In this case, the employee was absent for four hours of a shift without notice. At the four-hour point she contacted the employer to explain her absence. She then reported to work as scheduled the next day. Although the administrative law judge found that the employee was directed to bring in substantiation of her absence after the Thursday meeting, the facts do no support this finding. Instead, the general manager simply testified that the employee responded that she was not able to provide documentation when questioned by him on Thursday the 4th.  She acted consistently to maintain the employment thereafter. In Burgess v. Metro Clean Corp., UI Dec. Hearing No. 99602418MW (LIRC, November 2, 1999), the commission held that,

a single absence even for an invalid reason does not amount to conduct inconsistent with the continuation of the employment relationship from which it must be inferred that the employee quit her employment.

Similarly, the commission finds that the employee's single absence from work for four hours without notice was not so inconsistent with the continuation of the employment relationship as to actually sever it. Instead, it was the employer's decision to end the employment on September 8th and this constituted a discharge.

Wis. Stat. § 108.04(5) denies unemployment insurance benefits to a worker who is discharged for misconduct connected with the employment. In Boynton Cab Co. v. Neubeck & Ind. Comm., 237 Wis. 249, 296 N.W. 636 (1941), the leading case with respect to the meaning of the term "misconduct" as applied to unemployment insurance in the United States, the court said, in part, as follows:

. . . the intended meaning of the term 'misconduct' . . . is limited to conduct evincing such wilful or wanton disregard of an employer's interests as is found in deliberate violations or disregard of standards of behavior which the employer has the right to expect of his employee, or in carelessness or negligence of such degree or recurrence as to manifest equal culpability, wrongful intent or evil design, or to show an intentional and substantial disregard of the employer's interests or of the employee's duties and obligations to his employer. On the other hand mere inefficiency, unsatisfactory conduct, failure in good performance as the result of inability or incapacity, inadvertencies or ordinary negligence in isolated instances, or good-faith errors in judgment or discretion are not to be deemed 'misconduct' with in the meaning of the statute.

Prior to this last incident, the employee was never formally disciplined or warned that her job was in jeopardy. Given the employee's failure to appear at the hearing to establish that her absence was for a valid reason, this was an isolated incident of absence without proper notice and without a valid reason. Such behavior is certainly poor judgement and worthy of some discipline but it alone does not rise to the level of conduct considered to be misconduct by the Boynton Cab standard.

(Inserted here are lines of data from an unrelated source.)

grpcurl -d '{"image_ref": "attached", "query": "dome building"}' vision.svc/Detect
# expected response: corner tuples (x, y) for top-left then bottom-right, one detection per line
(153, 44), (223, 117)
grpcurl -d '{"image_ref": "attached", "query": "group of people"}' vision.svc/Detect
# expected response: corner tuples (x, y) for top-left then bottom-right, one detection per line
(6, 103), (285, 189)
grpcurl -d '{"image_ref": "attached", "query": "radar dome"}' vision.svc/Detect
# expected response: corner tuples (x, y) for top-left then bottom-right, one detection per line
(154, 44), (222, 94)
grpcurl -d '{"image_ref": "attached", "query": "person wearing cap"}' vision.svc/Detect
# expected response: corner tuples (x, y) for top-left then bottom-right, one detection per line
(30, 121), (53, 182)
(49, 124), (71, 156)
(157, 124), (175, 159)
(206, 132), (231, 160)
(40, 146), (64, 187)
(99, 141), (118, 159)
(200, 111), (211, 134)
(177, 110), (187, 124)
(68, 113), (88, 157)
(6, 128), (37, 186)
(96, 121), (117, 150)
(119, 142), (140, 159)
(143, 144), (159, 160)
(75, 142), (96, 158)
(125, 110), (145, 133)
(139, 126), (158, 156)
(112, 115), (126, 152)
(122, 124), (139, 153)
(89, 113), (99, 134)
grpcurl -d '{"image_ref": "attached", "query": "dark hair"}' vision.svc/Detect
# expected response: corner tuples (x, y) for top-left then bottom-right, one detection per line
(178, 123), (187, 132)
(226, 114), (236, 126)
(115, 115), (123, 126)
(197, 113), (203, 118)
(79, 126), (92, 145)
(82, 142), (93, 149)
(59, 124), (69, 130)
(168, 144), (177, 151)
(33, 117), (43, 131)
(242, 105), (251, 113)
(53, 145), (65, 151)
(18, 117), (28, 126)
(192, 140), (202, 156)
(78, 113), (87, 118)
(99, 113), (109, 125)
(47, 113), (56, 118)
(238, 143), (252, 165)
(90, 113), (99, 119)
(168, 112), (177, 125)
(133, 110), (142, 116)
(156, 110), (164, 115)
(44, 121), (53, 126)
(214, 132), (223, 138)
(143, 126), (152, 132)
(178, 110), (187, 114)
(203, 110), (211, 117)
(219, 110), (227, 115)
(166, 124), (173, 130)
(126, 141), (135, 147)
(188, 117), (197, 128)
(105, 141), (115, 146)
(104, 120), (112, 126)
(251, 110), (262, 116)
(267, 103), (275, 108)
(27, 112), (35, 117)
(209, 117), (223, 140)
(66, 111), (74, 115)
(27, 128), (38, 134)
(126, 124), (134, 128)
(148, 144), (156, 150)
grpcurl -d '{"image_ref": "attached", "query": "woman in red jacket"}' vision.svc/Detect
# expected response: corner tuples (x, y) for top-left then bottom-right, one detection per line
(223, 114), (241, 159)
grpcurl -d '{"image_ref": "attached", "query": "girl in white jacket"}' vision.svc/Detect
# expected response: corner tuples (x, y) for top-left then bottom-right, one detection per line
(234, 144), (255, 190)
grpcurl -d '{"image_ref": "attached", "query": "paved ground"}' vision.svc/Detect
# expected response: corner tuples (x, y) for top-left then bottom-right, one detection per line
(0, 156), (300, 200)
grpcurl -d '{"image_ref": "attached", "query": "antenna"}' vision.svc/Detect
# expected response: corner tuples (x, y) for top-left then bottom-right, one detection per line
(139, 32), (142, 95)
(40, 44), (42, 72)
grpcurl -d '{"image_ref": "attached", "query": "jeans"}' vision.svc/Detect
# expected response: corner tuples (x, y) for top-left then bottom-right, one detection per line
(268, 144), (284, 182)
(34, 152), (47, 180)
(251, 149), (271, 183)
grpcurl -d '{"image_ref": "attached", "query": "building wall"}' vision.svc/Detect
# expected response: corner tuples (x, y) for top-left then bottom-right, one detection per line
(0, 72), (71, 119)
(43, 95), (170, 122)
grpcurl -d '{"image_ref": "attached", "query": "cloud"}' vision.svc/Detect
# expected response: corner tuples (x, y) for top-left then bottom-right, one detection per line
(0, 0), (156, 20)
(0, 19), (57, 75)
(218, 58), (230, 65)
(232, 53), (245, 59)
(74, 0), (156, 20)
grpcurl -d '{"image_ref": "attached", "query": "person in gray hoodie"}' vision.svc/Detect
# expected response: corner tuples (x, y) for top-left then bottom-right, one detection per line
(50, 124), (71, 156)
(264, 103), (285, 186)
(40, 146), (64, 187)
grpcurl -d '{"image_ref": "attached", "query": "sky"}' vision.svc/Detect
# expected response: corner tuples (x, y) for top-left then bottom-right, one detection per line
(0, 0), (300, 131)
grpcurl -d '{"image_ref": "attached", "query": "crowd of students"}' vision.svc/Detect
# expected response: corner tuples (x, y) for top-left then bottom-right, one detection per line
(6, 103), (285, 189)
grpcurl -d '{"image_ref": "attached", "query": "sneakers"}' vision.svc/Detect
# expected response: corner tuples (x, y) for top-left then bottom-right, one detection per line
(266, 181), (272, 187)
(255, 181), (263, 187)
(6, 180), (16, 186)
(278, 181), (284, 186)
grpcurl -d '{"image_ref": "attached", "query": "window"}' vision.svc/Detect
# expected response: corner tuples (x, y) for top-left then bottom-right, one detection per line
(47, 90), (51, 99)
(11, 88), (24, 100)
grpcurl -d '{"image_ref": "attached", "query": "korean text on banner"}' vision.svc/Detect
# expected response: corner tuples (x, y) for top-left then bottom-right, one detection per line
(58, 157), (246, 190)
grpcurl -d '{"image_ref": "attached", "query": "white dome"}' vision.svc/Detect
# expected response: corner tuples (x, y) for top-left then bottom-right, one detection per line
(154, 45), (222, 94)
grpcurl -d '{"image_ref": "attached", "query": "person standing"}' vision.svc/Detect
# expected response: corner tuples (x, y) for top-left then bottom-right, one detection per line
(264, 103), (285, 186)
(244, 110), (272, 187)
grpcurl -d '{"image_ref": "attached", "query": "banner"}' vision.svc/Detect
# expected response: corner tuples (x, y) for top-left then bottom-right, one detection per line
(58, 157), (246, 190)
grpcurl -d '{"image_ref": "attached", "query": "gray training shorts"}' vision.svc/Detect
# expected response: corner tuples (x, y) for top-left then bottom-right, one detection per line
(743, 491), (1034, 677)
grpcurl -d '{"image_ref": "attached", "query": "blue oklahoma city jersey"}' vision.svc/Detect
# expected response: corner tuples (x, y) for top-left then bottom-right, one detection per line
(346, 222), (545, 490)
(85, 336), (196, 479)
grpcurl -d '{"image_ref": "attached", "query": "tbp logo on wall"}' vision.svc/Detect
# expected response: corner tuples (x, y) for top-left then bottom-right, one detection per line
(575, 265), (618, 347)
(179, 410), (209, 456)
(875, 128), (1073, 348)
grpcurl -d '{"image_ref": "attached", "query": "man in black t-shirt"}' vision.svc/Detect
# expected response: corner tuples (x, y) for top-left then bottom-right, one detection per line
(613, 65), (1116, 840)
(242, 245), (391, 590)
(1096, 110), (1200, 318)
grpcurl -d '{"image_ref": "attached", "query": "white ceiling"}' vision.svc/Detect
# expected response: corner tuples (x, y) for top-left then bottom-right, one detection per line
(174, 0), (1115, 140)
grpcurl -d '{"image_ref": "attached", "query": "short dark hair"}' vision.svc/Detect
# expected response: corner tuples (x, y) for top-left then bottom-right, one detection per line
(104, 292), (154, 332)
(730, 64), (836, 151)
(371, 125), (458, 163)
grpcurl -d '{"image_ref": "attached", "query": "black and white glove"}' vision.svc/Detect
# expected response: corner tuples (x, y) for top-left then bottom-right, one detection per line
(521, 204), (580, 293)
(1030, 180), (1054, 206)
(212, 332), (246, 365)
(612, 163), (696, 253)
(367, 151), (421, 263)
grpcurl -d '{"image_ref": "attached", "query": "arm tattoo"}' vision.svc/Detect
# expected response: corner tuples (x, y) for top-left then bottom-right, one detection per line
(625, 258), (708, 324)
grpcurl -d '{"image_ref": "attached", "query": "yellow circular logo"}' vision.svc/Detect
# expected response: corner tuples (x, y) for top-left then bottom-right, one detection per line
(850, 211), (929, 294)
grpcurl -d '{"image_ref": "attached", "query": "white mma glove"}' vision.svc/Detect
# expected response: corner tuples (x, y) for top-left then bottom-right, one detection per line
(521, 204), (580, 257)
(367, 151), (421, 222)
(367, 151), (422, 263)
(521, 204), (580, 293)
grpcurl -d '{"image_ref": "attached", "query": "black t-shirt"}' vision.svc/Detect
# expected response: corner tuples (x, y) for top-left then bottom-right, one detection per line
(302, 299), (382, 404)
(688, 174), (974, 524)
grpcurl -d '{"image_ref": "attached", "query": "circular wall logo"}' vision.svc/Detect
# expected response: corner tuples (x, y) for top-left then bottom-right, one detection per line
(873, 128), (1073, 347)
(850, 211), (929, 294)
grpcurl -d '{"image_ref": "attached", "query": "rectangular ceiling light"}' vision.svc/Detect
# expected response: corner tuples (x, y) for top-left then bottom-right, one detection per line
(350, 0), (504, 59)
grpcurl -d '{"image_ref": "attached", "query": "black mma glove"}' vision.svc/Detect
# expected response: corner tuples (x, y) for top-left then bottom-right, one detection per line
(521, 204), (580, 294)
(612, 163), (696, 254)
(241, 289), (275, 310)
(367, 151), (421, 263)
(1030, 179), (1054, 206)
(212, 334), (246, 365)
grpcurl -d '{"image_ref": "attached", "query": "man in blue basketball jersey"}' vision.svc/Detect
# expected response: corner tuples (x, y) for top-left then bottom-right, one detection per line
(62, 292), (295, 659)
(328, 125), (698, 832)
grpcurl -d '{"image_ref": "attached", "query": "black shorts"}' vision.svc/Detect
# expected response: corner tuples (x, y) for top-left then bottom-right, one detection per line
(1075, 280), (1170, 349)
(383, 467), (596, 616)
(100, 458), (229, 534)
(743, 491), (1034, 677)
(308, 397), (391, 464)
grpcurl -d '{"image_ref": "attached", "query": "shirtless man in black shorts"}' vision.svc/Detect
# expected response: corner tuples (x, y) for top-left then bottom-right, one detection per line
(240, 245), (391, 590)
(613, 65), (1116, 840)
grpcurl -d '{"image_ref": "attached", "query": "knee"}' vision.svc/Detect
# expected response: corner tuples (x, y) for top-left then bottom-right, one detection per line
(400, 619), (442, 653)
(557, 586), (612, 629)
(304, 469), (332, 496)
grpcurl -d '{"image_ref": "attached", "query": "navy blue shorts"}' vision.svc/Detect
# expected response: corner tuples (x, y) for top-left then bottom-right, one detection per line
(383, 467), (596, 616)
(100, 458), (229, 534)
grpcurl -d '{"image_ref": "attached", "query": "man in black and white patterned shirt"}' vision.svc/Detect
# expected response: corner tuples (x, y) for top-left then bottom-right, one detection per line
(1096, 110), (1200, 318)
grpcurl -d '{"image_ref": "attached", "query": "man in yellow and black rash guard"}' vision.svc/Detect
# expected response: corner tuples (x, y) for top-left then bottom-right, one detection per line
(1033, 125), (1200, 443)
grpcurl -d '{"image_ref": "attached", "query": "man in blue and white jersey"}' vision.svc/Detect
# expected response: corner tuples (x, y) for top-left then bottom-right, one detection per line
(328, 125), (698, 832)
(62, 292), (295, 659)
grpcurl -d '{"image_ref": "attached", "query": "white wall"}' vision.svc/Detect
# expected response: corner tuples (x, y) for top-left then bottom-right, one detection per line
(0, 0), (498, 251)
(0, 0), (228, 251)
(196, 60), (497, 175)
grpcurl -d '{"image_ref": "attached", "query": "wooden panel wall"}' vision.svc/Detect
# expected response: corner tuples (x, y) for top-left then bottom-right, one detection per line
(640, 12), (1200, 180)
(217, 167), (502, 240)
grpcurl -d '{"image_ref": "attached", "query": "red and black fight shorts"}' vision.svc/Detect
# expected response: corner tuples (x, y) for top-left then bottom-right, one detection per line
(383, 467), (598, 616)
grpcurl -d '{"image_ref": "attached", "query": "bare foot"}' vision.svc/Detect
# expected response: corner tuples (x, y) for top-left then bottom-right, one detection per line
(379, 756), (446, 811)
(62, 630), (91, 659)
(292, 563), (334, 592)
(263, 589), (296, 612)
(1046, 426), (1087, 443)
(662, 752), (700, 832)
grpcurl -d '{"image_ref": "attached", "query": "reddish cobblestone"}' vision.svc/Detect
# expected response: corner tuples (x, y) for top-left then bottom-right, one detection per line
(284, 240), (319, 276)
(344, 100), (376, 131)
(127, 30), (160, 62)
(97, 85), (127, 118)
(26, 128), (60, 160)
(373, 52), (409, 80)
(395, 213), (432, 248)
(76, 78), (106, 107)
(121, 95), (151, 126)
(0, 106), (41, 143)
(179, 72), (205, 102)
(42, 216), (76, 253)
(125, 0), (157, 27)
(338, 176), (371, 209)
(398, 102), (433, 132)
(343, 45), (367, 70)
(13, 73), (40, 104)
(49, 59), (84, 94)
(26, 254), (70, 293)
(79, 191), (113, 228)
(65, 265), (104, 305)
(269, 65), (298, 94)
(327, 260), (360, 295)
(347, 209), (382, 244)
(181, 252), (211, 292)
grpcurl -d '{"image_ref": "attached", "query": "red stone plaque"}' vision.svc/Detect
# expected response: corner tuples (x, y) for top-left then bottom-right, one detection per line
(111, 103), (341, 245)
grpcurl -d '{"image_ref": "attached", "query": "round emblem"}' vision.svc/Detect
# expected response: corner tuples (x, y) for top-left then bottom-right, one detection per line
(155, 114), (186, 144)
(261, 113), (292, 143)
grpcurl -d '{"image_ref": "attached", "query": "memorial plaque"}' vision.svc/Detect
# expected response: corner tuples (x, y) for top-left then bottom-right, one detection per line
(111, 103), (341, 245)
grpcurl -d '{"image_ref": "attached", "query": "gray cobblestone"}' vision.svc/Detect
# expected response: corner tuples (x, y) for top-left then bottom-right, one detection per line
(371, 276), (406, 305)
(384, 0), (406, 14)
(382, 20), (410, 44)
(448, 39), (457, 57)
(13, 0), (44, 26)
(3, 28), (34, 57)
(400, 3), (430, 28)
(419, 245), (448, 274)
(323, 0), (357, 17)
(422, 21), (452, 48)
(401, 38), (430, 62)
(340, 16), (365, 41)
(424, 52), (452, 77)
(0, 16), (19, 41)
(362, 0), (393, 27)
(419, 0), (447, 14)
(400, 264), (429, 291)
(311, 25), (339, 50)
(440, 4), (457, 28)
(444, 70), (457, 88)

The commission therefore finds that in week 36 of 2003, the employee did not voluntarily terminate her employment within the meaning of Section 108.04(7)(a) of the statutes.

The commission further finds that in week 37 of 2003, the employee was discharged by the employer and that the discharge was not for misconduct connected with the employment, within the meaning of Section 108.04(5) of the statutes.

DECISION

The appeal tribunal decision is reversed. Accordingly, the employee's eligible for benefits beginning in week 37 of 2003, if otherwise qualified. There is no overpayment as a result of this decision.

Dated and mailed May 14, 2004
jacobam . urr : 150 : 8   VL 1007.05  MC 605.05

/s/ James T. Flynn, Chairman

/s/ David B. Falstad, Commissioner

/s/ Robert Glaser, Commissioner

NOTE: The commission did not confer with the appeal tribunal regarding witness credibility and demeanor. The commission's reversal is not the result of any differing impression of witness credibility, but is based upon a differing legal interpretation of the undisputed facts.